Some of our teacher who will be at the SAGA Convention in Winston-Salem tell us how they are inspired.
Anything I see that has a regular shape may “plant a seed” for a smocking plate, or it could just create a theme in my mind, such a “bows”. I always come away from SAGA Convention or a workshop feeling inspired to create. I think it is being surrounded by ladies that are just so enthusiastic about smocking and it makes me try and think “outside the box”.
So many things! I have been inspired by advertisements, color combinations, and of course by fabric that begs to made into something special. I also have collections of antique magazines, patterns, clothing, hankies and other textiles and I often look to them for inspiration.

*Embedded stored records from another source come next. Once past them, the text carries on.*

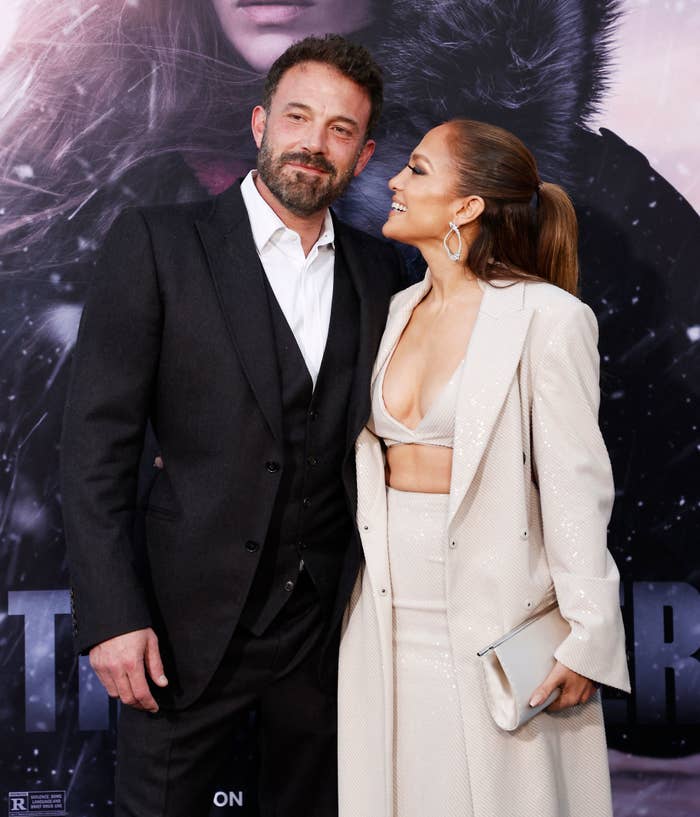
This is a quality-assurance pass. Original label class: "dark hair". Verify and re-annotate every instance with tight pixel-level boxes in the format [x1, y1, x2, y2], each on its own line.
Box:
[448, 119, 578, 294]
[263, 34, 384, 137]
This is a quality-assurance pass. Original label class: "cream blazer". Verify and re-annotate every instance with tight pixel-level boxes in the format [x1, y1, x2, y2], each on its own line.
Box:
[338, 272, 629, 817]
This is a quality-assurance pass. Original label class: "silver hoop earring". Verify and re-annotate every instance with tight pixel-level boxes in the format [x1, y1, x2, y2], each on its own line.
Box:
[442, 221, 462, 261]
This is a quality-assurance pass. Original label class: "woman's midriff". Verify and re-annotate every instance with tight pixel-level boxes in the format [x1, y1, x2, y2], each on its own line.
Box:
[386, 444, 452, 494]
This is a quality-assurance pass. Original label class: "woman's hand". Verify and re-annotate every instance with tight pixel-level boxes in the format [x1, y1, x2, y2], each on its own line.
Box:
[530, 661, 598, 712]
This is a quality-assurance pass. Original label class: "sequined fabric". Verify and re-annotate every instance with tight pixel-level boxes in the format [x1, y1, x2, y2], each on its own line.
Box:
[387, 488, 473, 817]
[338, 277, 629, 817]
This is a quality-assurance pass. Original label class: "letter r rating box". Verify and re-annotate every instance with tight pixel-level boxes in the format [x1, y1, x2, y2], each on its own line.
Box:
[7, 791, 67, 817]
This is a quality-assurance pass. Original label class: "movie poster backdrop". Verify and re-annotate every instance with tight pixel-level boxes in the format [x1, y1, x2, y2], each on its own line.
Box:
[0, 0, 700, 817]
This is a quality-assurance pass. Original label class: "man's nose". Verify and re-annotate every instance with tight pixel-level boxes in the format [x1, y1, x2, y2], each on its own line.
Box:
[302, 122, 328, 153]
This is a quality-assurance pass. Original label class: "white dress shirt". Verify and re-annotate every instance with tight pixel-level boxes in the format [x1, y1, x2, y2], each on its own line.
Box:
[241, 170, 335, 387]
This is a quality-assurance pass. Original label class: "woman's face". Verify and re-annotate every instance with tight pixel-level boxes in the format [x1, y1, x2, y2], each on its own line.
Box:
[212, 0, 373, 71]
[382, 125, 462, 247]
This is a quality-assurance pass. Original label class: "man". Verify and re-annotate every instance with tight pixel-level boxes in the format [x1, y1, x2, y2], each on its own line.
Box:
[62, 35, 408, 817]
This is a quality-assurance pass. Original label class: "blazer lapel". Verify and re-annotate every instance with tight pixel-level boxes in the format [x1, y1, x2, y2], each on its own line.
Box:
[197, 184, 282, 440]
[334, 219, 402, 451]
[372, 270, 432, 385]
[447, 281, 532, 525]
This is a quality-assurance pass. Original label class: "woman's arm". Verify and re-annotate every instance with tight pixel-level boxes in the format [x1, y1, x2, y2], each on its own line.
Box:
[532, 301, 630, 691]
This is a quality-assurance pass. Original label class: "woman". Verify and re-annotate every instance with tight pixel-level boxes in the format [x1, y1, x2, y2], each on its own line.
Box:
[339, 120, 629, 817]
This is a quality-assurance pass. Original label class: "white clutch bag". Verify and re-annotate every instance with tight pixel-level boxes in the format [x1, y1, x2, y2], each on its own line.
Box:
[477, 604, 571, 732]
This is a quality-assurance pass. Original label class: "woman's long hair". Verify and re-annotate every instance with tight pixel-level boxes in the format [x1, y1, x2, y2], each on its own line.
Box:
[0, 0, 261, 269]
[449, 119, 578, 294]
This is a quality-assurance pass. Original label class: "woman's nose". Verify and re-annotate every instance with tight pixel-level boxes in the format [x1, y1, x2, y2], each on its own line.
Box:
[387, 170, 403, 191]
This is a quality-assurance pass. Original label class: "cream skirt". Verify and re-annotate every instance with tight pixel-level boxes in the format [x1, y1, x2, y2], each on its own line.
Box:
[387, 488, 473, 817]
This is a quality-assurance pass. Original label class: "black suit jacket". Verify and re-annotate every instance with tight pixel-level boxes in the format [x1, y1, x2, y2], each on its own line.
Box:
[61, 184, 402, 706]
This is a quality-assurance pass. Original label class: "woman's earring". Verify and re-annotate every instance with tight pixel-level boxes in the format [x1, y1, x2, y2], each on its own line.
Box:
[442, 221, 462, 261]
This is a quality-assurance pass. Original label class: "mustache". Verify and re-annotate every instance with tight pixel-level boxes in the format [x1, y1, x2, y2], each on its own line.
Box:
[279, 152, 338, 176]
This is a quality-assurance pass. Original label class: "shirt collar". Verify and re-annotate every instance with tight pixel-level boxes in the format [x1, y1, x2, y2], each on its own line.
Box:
[241, 170, 335, 253]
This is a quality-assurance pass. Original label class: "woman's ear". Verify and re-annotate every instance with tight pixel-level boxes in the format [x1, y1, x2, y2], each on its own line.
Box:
[454, 196, 486, 227]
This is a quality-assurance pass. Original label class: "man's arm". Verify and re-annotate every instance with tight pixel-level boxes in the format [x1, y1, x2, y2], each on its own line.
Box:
[61, 210, 163, 708]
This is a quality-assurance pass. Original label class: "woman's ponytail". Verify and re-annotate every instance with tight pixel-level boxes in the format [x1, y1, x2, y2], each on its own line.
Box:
[537, 182, 578, 295]
[449, 119, 578, 295]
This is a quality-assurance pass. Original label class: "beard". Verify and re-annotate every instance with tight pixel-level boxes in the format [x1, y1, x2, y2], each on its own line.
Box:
[258, 133, 362, 216]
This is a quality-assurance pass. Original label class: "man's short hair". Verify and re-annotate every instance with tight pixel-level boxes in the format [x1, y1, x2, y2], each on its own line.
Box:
[262, 34, 384, 138]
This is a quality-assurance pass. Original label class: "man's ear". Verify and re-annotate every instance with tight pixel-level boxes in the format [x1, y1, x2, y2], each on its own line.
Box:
[454, 196, 486, 227]
[250, 105, 267, 148]
[353, 139, 377, 176]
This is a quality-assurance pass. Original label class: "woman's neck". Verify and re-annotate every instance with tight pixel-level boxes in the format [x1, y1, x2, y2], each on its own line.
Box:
[421, 247, 479, 305]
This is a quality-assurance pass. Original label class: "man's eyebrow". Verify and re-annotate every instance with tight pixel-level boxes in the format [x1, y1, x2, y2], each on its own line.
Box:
[284, 102, 359, 128]
[411, 153, 433, 167]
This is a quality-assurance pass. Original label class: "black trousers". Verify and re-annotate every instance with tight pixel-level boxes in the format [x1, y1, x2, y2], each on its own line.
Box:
[115, 584, 338, 817]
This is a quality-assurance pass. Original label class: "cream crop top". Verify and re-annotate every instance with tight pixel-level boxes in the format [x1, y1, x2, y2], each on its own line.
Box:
[367, 344, 464, 448]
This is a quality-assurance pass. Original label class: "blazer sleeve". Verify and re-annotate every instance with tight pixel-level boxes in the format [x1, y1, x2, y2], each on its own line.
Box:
[532, 301, 630, 692]
[61, 210, 162, 652]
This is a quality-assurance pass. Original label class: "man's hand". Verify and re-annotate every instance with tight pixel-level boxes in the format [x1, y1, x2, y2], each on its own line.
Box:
[90, 627, 168, 712]
[530, 661, 597, 712]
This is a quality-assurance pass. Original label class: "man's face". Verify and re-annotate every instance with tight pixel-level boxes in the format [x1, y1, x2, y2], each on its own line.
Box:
[211, 0, 372, 71]
[252, 62, 374, 216]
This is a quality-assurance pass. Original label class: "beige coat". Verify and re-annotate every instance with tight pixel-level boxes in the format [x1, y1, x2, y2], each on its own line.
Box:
[339, 273, 629, 817]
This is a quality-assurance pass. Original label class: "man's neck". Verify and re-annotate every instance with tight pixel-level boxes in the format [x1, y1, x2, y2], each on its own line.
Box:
[253, 173, 326, 255]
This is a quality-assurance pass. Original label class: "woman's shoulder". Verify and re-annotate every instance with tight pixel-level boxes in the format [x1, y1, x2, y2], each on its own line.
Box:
[523, 281, 597, 331]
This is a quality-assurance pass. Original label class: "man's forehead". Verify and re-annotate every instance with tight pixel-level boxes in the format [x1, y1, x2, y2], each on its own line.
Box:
[272, 62, 370, 113]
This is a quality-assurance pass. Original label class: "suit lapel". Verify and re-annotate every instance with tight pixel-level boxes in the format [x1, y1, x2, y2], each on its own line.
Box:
[448, 281, 532, 524]
[334, 223, 396, 450]
[197, 184, 282, 440]
[372, 270, 432, 385]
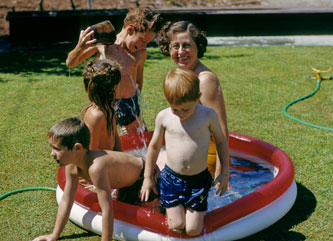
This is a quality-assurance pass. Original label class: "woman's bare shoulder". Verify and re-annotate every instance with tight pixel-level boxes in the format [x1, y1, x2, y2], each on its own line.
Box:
[83, 106, 105, 124]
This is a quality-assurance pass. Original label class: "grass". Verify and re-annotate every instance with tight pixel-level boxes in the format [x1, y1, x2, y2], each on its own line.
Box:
[0, 46, 333, 241]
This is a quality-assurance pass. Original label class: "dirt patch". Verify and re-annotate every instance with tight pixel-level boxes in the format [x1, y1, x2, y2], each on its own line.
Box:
[0, 0, 263, 35]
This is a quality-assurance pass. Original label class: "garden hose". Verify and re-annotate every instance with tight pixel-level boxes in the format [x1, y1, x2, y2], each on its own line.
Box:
[0, 187, 57, 201]
[283, 67, 333, 131]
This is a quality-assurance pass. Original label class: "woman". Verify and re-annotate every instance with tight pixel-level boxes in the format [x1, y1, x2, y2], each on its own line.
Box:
[157, 21, 230, 178]
[82, 59, 122, 151]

My designs are mainly inspired by old things. I love old baby clothes. I examine old baby garments for inspiration and am lucky that many people share their treasured baby clothes with me. Many of my designs/patterns and classes came from garments shared with me. I am especially drawn to the styles from 1900 through 1940's.
Absolutely everything! One time I based a design on a bar of soap. When we went to the beach, I took a picture of the dime-store rug in the entranceway of the beach house rental because I really liked the palette; everyone else was snapping pictures of the ocean. Once, a furniture ad inspired a vest. When I walk through my yard, I take time to look at the really tiny wildflowers, count their petals, and decide which stitches they could be. I tend to see tiny pieces of things, not necessarily the whole. I really have a different drummer (maybe we all do, but just don’t realize it), and I like to push the envelope. As a consequence, I try a lot of stuff that just doesn’t work J
This question makes me laugh! I wish I knew the answer to this question. If pressed for a real answer, I would have to say that visiting museum collections of antique clothes and perusing vintage photos and patterns of children’s clothing. Inspiration can be anywhere; you just have to open your mind to all possibilities.
All sorts of things – historical embroidery, flowers, periods in history, poems and stories.
A fabric, a color, a shape.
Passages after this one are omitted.